Sorry, DadBy Robert Ebsen @ 8:00 AM April 27, 2012
Last week I attended two funerals. They affected me. I have been thinking about the afterlife – just as I have been, “coincidentally,” reading at bedtime each night about the ancient Sumerians, Egyptians and their outlooks on death and beyond.
I have been talking to my dad, who is somewhere with “The Force” since leaving us, “coincidentally,” twelve years ago last week. I do call The Force “God” and, when I send my thanks in that upward direction, I seem to alternate between saying “Thanks, Dad,” and “Thank you, God.” In fact, they are almost the same to me, because I see Dad sitting at the “right hand” of God and, at the same time, being one with him.
Today when I actually saw how I had hurt my dad’s feelings back in 1985, you can imagine how I felt. I’ll tell you how this came about, rather “coincidentally,” of course.
It started three weeks ago. I was looking at some of my old video moments that were in files on my Mac. The video file – from 1985 – that I had chosen to watch, suddenly and mysteriously disappeared from my computer. I spent most of today trying to restore that video file by first trying to “rip” the information from CDs that contained that video file. When that did not work, I tried to use my iPhone to video the video of the file. That, too, did not work. While I was watching the 1985 video on my computer screen, I was shocked to see a scene where I was rude to my dad. I was holding Dad’s video camera, and Dad was making a number of suggestions concerning what shots I could take. I must have “snapped,” because when he pointedly asked me, “Why don’t you take a shot of _____?” I responded, “Because you asked me to!” I gazed at his image on my computer following my remark, to see if I had hurt him. I couldn’t easily tell from his expression, but I know I must have hurt his feelings.
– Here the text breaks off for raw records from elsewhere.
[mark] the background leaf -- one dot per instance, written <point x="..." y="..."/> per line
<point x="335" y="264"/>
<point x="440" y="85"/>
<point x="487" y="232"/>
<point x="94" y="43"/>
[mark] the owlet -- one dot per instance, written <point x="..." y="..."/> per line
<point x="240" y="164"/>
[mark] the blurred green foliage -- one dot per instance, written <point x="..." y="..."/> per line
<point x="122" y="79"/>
No, it was not the first time I ever hurt Dad’s feelings, but this time it was most telling to me. With emotions I haven’t felt for a long time, today I told him how sorry I was. I know he forgives me. One way I know: I got a phone call from someone in the late afternoon who mentioned something that suddenly reminded me I could use my backup hard drive to locate the file I was missing all along. Thanks, Dad, for so passionately reminding me to be aware of other people’s feelings.